Left: MPC trajectory (red) on the same three-obstacle scenario the reactive controller solved with a smoother deflection profile. Right: applied u_x and u_y commands across the 85-step rollout, showing the controller's coordinated braking and lateral corrections.

Two-panel figure: MPC trajectory through three obstacles on the left, and the applied acceleration commands u_x and u_y over time on the right

Horizon Ablation

Same scenario, four horizons. The shortest horizon (H=3) fails: not enough lookahead to commit to a deflection, the agent oscillates around the obstacle and runs out of step budget. From H=6 onward the controller succeeds, with path length monotonically decreasing as the horizon grows.
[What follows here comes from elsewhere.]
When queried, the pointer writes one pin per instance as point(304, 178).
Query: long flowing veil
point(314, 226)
Compute scales roughly linearly in H (each MPC solve is one L-BFGS run) plus an additional factor from the larger optimisation variable count.

H	Outcome	Path length	Total compute
3	stuck	14.73	469 ms
6	success	11.67	1936 ms
10	success	11.43	7170 ms
15	success	11.31	17795 ms

Three-panel ablation: path length vs horizon length, total wall-clock vs horizon, and success indicator vs horizon

The path length saturates near the geometric optimum (≈ 11.31 ≈ 4·√2·2 m for an unobstructed diagonal). H=15 reaches that floor but pays a 17 s total compute bill across the 85-step rollout. In a real-time loop this is the trade-off being engineered: shorter H for higher control rate, longer H for tighter trajectory.

Where MPC sits in the avoidance stack

Reactive PF is the kHz-rate cheap-and-cheerful baseline; it has no foresight and is bitten by local minima.
MPC is the predictive layer: solve a small QP-like problem at the control rate, get coordinated braking and lateral corrections, pay the compute bill.
Multi-agent formation stacks MPC-style logic across agents, each penalising its peers.
For systems with safety guarantees rather than soft penalties, the natural step is CBF-augmented control: collision constraints become hard via control-barrier-function safety filters.